Living in the Aftermath of the Economic War We Lost
America does two things well. Agriculture, which is our largest non-military export, is going to end up our biggest source of hard currency. The trick to that is other nations are getting so poor they can't pay much, and thus ramp up their own agriculture, die back their populations until they're mostly growing their own food again, meaning exporting agriculture won't have much point.

The other thing America does well is Tourism. That's a good source of currency, though the catch is we have to bring in foreigners who are rich enough to matter doing tours here, seeing things they want to see. I can't see African tourists being positively impressed touring nasty black-american hellholes like Oakland, the Chicago Projects, East St. Louis, the ruins of New Orleans or the slums of Atlanta. South Central LA Tours? Not so much. Africans, just like everyone else, come to New York, Washington DC, San Francisco, Las Vegas, and Hollywood. They go to our national parks, and see the vistas of the American West because its pretty and very safe. I've never felt endangered in any US desert. I can't say the same of Oakland. Big safe empty places where there's zero chance of being held up and slaughtered on your tour bus, that's what America offers compared to most everywhere else. Solo travel is safe enough if you aren't stupid enough to drive badly and hurt yourself. America is a theme park compared to the rest of the world, and rich tourists come here because of that reputation. I suppose the primary jobs here are hospitality associated with all that Americana theme park-ism. Keep the tourists coming.
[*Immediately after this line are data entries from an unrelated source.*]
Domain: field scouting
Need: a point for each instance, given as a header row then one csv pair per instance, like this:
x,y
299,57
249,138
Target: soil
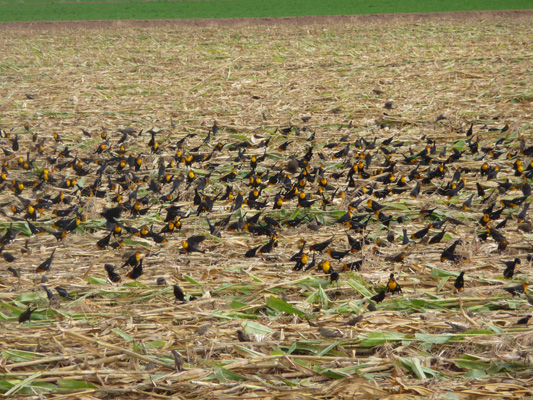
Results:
x,y
239,22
Where does that leave the rest of us? Maintenance men fixing up the theme park, keeping the roads smooth and the bathrooms clean, making sure the tractors work properly and the food tastes good at the restaurants all the tourists visit. That's our hard currency, long term.

We've been in economic war with China and India for 15 years, and we've lost. What's more, they'll destroy each other trying to be top dog, fighting of the last resources, namely oil and rare earths and water supply so they can grow food. I wouldn't be surprised if contracts don't pop up to buy entire crops of rice and other foods for shipment to China, starving out Japan and India and the local Californians if we aren't growing our own supply or importing potatoes from Idaho, which is kind of likely. Potatoes and onions are tasty and they don't ship well overseas. I can see the Chinese funding our big water projects, but owning the water in question to get huge taxes sent back to China, leaving the Western USA a province of China with all that implies. The Chinese are meaner than the Americans and much more ruthless. They don't bother faking enthusiasm. They've begun enslaving Japan with the Yuan-Yen currency exchange that controls Japan's access to oil and will eventually have the entire country replaced by Koreans and Chinese rice farmers while the Japanese vanish thanks to their racism and national debt. It's still genocide, just in slow motion. We'll go through the same thing, given time and poverty to grind us down. The US Military isn't allowed to stop illegal migration, and the State Department seems to encourage it through non-enforcement of existing laws. That tells you a Great Deal about which side they're on in the conflict, in this war we're losing. Immigration is the majority of new population growth, and immigrants have half a dozen kids when they get settled here. Instead of leaving some resources for descendents, they're taking it all now, then demanding more through voting. This is how Democracy failed America. How we turned into Communists, or it became more obvious anyway. FDR shoulders a lot of the blame, the Fascist bastard. The distance between him and Hitler and Stalin was quite small.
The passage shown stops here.